A woman was being carried down the road in a bed. Four men, each toting a leg of the bed—constructed of rough-cut wood and a lattice of rope—were slogging through the mud in 105-degree heat with such determination that it was all I could do to catch up. When I finally did, I learned that they’d carried her like that for two hours to get to a clinic that consisted of a big shade tree and a meager stash of medicines—on the chance that someone could save her.
Gaunt and feverish, she told her story in Dinka and someone translated. She had gone into labor, and after two days of contractions, the traditional midwife decided the birth canal was too narrow, cut up the baby, and withdrew the pieces vaginally. Perhaps something was left in her uterus. Perhaps she’d been cut.
Soon we were joined by my Dinka colleague, Chris Koor Garang, a trained nurse who had brought medicines. He gave her an oral antibiotic and instructions for taking the remaining doses.
We later learned she lived.
For me that woman has become an emblem of survival. I’m grateful for the technology that saved my own life. But my point here is not to contrast a failed or nonexistent healthcare delivery system with a successful one. On the contrary, that woman and I both represent failed systems. They have simply failed in different ways—the one from poverty, the other from profits.
My treatment was commodified in ways that hers were not. The total price tag for my surgery and related expenses came to $144,000. That’s $8,000 for every inch of intestine removed.
Fortunately my costs were covered by Medicare, supplemented by the excellent private healthcare insurance that my wife gets as a retired University of Connecticut professor. I was out hardly a dime.

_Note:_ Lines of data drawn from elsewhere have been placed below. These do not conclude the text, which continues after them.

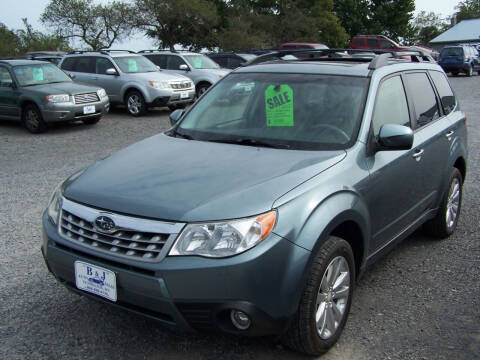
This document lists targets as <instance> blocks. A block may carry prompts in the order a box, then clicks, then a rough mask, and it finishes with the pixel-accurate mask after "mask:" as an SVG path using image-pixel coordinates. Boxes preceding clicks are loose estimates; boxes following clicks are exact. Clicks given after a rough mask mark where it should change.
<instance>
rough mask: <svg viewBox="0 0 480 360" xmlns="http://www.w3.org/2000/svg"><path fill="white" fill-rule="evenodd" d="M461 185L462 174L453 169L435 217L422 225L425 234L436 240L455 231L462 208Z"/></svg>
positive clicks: (445, 237)
mask: <svg viewBox="0 0 480 360" xmlns="http://www.w3.org/2000/svg"><path fill="white" fill-rule="evenodd" d="M462 185H463V179H462V174H460V171H458V169H457V168H453V171H452V174H451V175H450V181H449V182H448V188H447V191H446V192H445V194H444V195H443V199H442V202H441V204H440V208H439V209H438V213H437V215H436V216H435V218H433V219H432V220H430V221H428V222H426V223H425V225H424V229H425V230H426V232H427V234H429V235H430V236H433V237H435V238H438V239H445V238H447V237H449V236H450V235H451V234H452V233H453V232H454V231H455V228H456V227H457V223H458V218H459V217H460V210H461V207H462V194H463V191H462ZM455 206H456V211H455Z"/></svg>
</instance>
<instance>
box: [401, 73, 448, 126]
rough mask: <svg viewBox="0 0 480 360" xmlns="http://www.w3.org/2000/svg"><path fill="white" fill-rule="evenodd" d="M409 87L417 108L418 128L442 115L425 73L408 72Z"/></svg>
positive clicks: (408, 81)
mask: <svg viewBox="0 0 480 360" xmlns="http://www.w3.org/2000/svg"><path fill="white" fill-rule="evenodd" d="M405 78H406V79H407V88H408V91H409V94H410V95H411V97H412V100H413V105H414V108H415V114H416V121H417V125H416V128H417V129H418V128H421V127H422V126H425V125H427V124H428V123H430V122H431V121H433V120H435V119H438V118H439V117H440V112H439V109H438V105H437V99H436V97H435V93H434V92H433V88H432V85H431V84H430V80H428V77H427V74H425V73H410V74H406V75H405Z"/></svg>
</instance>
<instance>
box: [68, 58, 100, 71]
mask: <svg viewBox="0 0 480 360" xmlns="http://www.w3.org/2000/svg"><path fill="white" fill-rule="evenodd" d="M73 71H77V72H83V73H91V74H95V58H94V57H91V56H85V57H77V62H76V64H75V67H74V70H73Z"/></svg>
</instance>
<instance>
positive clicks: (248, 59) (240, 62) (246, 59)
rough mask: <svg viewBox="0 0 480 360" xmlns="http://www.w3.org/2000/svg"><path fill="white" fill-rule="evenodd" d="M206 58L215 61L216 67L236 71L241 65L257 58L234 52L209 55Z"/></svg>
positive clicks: (248, 55) (215, 53)
mask: <svg viewBox="0 0 480 360" xmlns="http://www.w3.org/2000/svg"><path fill="white" fill-rule="evenodd" d="M207 56H208V57H209V58H210V59H212V60H213V61H215V62H216V63H217V64H218V65H220V66H221V67H223V68H226V69H236V68H237V67H239V66H240V65H241V64H244V63H246V62H248V61H250V60H253V59H255V58H256V57H257V56H256V55H253V54H243V53H234V52H221V53H210V54H207Z"/></svg>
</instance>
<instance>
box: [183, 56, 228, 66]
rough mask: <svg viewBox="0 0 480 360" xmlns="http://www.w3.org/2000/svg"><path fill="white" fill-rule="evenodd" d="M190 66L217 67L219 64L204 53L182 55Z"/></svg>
mask: <svg viewBox="0 0 480 360" xmlns="http://www.w3.org/2000/svg"><path fill="white" fill-rule="evenodd" d="M184 58H185V59H186V60H187V61H188V63H189V64H190V66H193V67H194V68H195V69H218V68H220V66H219V65H218V64H217V63H216V62H215V61H213V60H212V59H210V58H209V57H207V56H205V55H200V54H199V55H184Z"/></svg>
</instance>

My son in Vermont has no such coverage. He works as a chef and is one of the 40 million uninsured. Like most Americans, he is in debt. Too young for Medicare, and struggling to make ends meet, he lost his private healthcare coverage last June by failing to make a monthly payment on time.
Others among our fellow citizens are denied coverage by private insurers because they are sick. Cancer, diabetes, or heart conditions make them “poor risks” for profit-driven companies. Still others have coverage tied to their employment, marital status, parents, or tuition payments. And finally, there are those too poor to do more than put food on the table. In other words, it’s a completely insane system.
Is this any less bizarre than that woman being carried down the road by her extended family to a clinic that barely exists?
I think not. We have shaped our technology, or allowed it to shape us, into a system which at its very essence is less humane than one ravaged by decades of colonialism followed by decades of war.
This is why a “public option” should be central to any healthcare reform. It offers an alternative for the uninsured, while serving as a yardstick to measure the performance of an industry notorious for its greed and runaway costs. “Reform” without a public option would simply be a gift to that industry.
David Morse is a Connecticut-based journalist whose work focuses on Sudan.